# COURSE OVERVIEW

# The core topics that will be covered in the course include:
- Information retrieval, search, and ranking
- Neural networks
- Language models
- Recommender systems
- Network modelling and embedding

# LECTURE 02/09/2025
--- 
## What is the Web?
The Web is a
- global decentralized hypertext-based information system.
- Hyperlinks are used to navigate from one document to another.
- This information space build on a set of technical standards for
the identification, retrieval and representation of content.
---
## World Wide Web (WWW)
- The World Wide Web (referred to as WWW or W3 or
simply Web), developed by Tim Berners-Lee in 1989 at
CERN, Switzerland
- The project document described a "hypertext project"
called "WorldWideWeb" in which a "web" of
"hypertext documents" could be viewed by
“browsers”.[1]
- First Website in 1991: info.cern.ch
- First Webpage address:
http://info.cern.ch/hypertext/WWW/TheProject.html
- First Browser
- In 1993: Graphical Web Browsers such as
Mosiac and Netscape Navigator were made
accessible outside of academia.
- In 1994: W3C (World Wide Web Consortium)
was founded by Tim Berners Lee. W3C
publishes recommendations, that are
considered web standards.
- Web standards are blueprints –or building
blocks– of a consistent and harmonious
digitally connected world. They are
implemented in browsers, blogs, search
engines, and other software that power our
experience on the web.
---
## World Wide Web - Data Model

W3 data model enables:
- Information need only be represented once, as a reference may be made instead of making a copy.
- Links allow the topology of the information to evolve, so modelling the state of human knowledge at any time is without constraint.
- The web stretches seamlessly from small personal notes on the local workstation to large databases on other continents.
- Indexes such as phone books are presented as documents, and so may themselves be found by searches and/or following links.
- The documents in the web do not have to exist as files; they can be "virtual" documents generated by a server in response to a query
or document name. They can therefore represent views of databases, or snapshots of changing data (such as the weather forecasts,
financial information, etc.).
Advantages:
- Information access doesn’t require expert knowledge
- Information Retrieval via search engines
---
## World Wide Web - Components
The World Wide Web (WWW) comprise of different components:
- Identification: Universal Resource Identifiers (URIs)- Address system;
globally unique identification of the web resources.
For e.g., the URI of the main page for the first WWW project is
http://info.cern.ch/hypertext/WWW/TheProject.html
- Interaction: Hypertext Transfer Protocol (HTTP) - network protocol used
for transferring information/interacting between the web resources. The
data transferred can be plain text, hypertext, images, etc.
- Content Format: Hypertext Markup Language (HTML) - a markup
language, used to define the structure and the content of the webpage.
HTML supports various content types, including text, images, video,
audio, scripts, and hyperlinks for easy web resource access.
---
## Topology of the Web

The web's structure can be broken down into three overlapping layers:
1. Classic Document Web (Web 1.0): A network of static pages connected by hyperlinks. Its topology is a simple web of linked documents.
2. Social & Application Web (Web 2.0): A platform for dynamic applications where the connections are user interactions, social ties, and data exchange via APIs.
3. Web of Data (Semantic Web): A network of machine-readable data, not pages. The connections are defined relationships between concepts, forming a global knowledge graph.

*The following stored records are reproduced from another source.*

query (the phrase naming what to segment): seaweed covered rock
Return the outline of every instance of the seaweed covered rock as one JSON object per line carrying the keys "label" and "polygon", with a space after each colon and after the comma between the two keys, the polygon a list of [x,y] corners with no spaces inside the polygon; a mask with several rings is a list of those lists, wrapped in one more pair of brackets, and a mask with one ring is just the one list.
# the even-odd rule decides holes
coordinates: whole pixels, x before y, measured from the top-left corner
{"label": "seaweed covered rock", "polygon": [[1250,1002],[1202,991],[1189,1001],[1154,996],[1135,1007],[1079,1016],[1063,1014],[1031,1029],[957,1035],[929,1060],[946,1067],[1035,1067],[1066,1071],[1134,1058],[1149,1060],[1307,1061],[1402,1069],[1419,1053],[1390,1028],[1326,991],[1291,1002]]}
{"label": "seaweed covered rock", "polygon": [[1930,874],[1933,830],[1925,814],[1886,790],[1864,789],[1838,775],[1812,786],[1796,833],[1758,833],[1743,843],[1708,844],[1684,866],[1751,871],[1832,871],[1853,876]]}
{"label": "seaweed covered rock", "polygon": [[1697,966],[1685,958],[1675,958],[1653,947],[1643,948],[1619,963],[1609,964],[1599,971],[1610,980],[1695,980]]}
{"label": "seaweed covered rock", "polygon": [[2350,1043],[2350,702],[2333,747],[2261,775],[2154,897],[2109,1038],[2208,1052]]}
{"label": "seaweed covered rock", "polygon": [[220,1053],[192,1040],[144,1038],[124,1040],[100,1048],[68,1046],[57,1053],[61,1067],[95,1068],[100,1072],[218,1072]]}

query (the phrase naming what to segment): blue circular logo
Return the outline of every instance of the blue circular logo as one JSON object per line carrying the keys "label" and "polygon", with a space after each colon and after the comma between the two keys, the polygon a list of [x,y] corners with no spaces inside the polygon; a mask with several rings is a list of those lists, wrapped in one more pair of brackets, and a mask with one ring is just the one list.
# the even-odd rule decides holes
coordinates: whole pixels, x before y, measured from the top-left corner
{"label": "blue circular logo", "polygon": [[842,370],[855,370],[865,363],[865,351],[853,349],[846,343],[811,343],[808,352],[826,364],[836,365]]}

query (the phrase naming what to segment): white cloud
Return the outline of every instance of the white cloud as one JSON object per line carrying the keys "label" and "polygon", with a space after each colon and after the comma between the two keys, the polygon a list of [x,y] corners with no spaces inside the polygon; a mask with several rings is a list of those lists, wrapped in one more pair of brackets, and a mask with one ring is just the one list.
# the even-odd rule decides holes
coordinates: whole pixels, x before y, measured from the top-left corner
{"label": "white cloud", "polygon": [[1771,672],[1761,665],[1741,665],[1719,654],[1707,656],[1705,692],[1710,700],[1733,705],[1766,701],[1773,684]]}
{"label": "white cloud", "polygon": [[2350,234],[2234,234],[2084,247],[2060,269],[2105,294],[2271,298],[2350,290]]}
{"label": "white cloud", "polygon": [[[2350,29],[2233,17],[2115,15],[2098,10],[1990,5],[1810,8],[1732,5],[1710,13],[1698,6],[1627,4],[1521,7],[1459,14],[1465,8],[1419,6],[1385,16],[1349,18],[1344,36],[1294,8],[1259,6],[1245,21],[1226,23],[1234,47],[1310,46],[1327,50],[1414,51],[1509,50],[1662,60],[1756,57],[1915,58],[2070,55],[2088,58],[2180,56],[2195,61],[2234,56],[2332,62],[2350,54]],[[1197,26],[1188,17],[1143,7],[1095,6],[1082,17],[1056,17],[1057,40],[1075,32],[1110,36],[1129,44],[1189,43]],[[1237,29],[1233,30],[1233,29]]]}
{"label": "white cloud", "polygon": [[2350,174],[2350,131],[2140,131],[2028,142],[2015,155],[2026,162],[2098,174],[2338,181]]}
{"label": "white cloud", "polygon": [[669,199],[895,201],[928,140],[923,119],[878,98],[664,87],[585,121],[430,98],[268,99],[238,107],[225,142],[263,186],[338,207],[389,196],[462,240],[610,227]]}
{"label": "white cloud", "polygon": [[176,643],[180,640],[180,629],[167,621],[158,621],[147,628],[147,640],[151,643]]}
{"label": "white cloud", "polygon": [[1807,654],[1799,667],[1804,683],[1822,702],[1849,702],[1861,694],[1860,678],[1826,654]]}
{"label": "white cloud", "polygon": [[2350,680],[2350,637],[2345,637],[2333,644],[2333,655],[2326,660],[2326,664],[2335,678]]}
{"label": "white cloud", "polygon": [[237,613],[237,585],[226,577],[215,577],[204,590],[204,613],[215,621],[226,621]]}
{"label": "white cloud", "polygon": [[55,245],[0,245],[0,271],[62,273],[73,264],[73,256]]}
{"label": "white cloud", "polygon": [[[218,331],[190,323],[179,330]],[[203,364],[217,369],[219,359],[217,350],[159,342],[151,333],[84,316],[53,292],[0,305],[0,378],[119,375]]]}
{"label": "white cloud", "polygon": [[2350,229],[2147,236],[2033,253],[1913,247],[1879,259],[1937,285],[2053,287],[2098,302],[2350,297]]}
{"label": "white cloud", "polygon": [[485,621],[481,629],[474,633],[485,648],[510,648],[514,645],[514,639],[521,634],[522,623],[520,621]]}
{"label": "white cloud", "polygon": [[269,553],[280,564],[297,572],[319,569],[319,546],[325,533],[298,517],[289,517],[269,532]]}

These layers coexist and intersect. A modern website is a document (1), that hosts an interactive application (2), and contains structured data for machines (3).

---

## What is Web Intelligence?
- Intelligent ways to extract information and knowledge from the web:
- finding relevant information available on the web
- obtaining new knowledge by analyzing web data: the web itself, but also how it evolves, and how users interact on and with the
web
Some applications:
- Intelligent Search
- Recommender Systems
- Business Analytics
- Crowd Sourcing
- Not so nice ones: advertising, manipulation, surveillance
---
## Intelligent Search

- Keyword Search: the words in the query appear frequently in
the document, in any order (bag of words).
- Disadvantages:
- May not retrieve relevant documents that include
synonymous terms (e.g., cannot distinguish between
“restaurant” and “café”)
- May retrieve irrelevant documents that include
ambiguous terms (e.g., cannot distinguish between “bat”
mammal and “bat” baseball)
- Beyond Keywords:
- Considering the meaning of the words used
- Adapting to user feedback (direct or indirect)
- Considering the authority of the source
---
## Recommender Systems
Kinds of recommendations:
- Product Based (collaborative filtering):
similar books
- User- Based (content based filtering):
based on search history
- Hybrid
---
## Node classification
We can represent a domain as a network of nodes, each node represents a different category.
- Example: suppose aau.dk is a domain and is connected by multiple nodes, then each color represents something different like research projects, educational programs, etc...
---
## Levels of the Web
We can distinguish 3 levels of modeling and analytics:
1. Web Content
2. Web Structure
3. Web Dynamics
---

# LECTURE 09/09/2025
---
# NLP BASICS

Natural Language Processing is a sub field of Artificial Intelligence  and Computational LInguistics, comprising of computational methods for understanding or generating Natural Languages.
The goals of this process is to:
- read human language into machine understandable
- decipher human languages
- understand and makes sense of the text

Natural Languages consist of:
- phonology: sounds of the words
- semantics: meaning of the words
- syntax: grammatical rules according to which words are put together

It is really difficult to analyze the text because of the ambiguity of the language, for example a word could have 2 different meanings depending on the context, or the positioning of a word could change the meaning, etc...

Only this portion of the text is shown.